While this type of loan requires a lot of patience, your hard work will be worth it. This financing allows you to obtain a piece of property and put in the work to put your own personal stamp on it. If you have the time, resources, and energy, a fixer-upper can be a fantastic investment.
Remember that these types of loans tend to have higher rates and shorter repayment terms. That means you’ll need to start working on your project right away so you can convert it into a different loan product later.

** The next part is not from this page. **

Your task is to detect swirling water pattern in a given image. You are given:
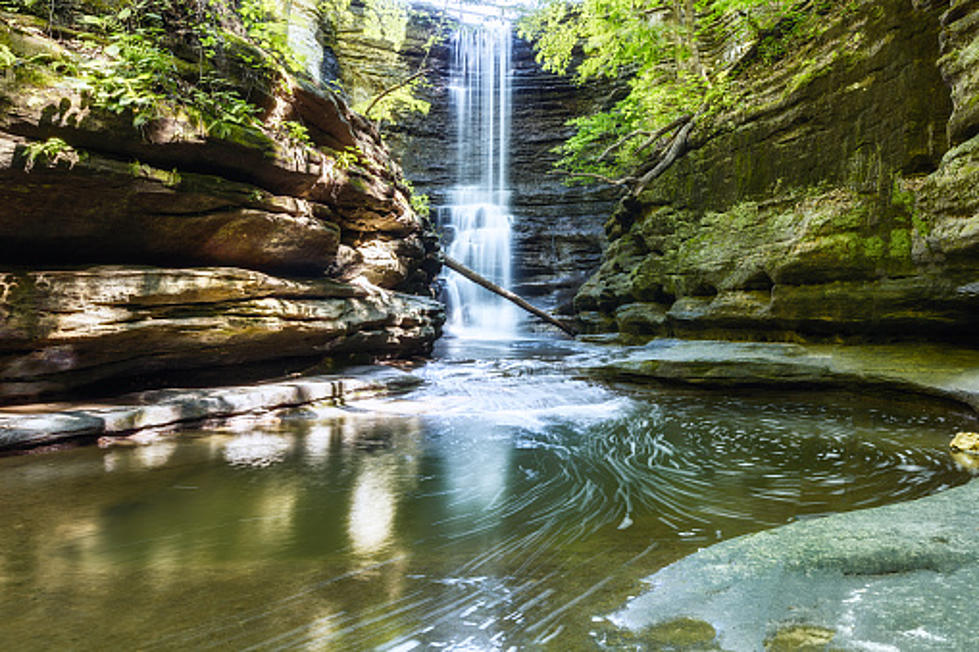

Remember the True Cost of Homeownership
Buying a house comes with a lot of responsibility, and it can cost you more than just your monthly mortgage payment. Depending on the age of the home or other factors, you might need to sink even more money into upkeep or renovations.
The cost to maintain a home can vary, but you should always set extra money aside and put it into an emergency fund in case something goes wrong. Property taxes are another variable that can change as time goes on. For example, if tax rates increase in your area, so will your monthly payment.
Make sure the home you choose is energy efficient to help you save on heating and cooling costs. Get a thorough home inspection before you make an offer so you can identify any major problems before they become your responsibility.
Opting for new construction might cost you more money upfront, but you can certainly save more on maintenance or repair costs if you choose this route. In addition, many home insurance providers will offer a discount to people who purchase new construction. A brand-new home will have fewer issues in terms of dealing with problems regarding the insulation, electrical wiring, plumbing, and the roof.
Be Reasonable and Realistic
Everyone has expectations of what their new house should look like, where it should be located, and its features. As a homebuyer, it’s crucial to remember to be realistic when it comes to buying a home.
You might not be able to afford that huge home on a corner lot uptown right now. However, as you start to save and grow financially, that dream could become a reality later down the line.
Try to be patient and realistic when you look for a new home to buy. Stay within the confines of your budget so you don’t end up overspending and turn out to be “house poor” as time goes on. Simple upgrades and changes can always be made as your income increases or your budget changes.
Once you learn the basic principles of saving, budgeting, and homeownership, the dream of owning your own home will be well within reach. Talk to different lenders and find out what types of loans you qualify for so you can get started.
Only choose a home that you can handle in terms of maintenance and other costs. If that means your new house has to be smaller than you originally wanted, at least you’ll save on things like replacing the roof or HVAC unit later.
Owning a Home is Within Reach
Talk to a hard money lender or your local bank to find out what type of financing you can qualify for when looking for a new house. With proper planning and a good budget strategy, it’s easy to save for your downpayment and other costs.
Remember to be patient and realistic in your homeownership goals. Consider a new construction home if you’re concerned about maintenance costs or you want to build a home that’s to your specifications.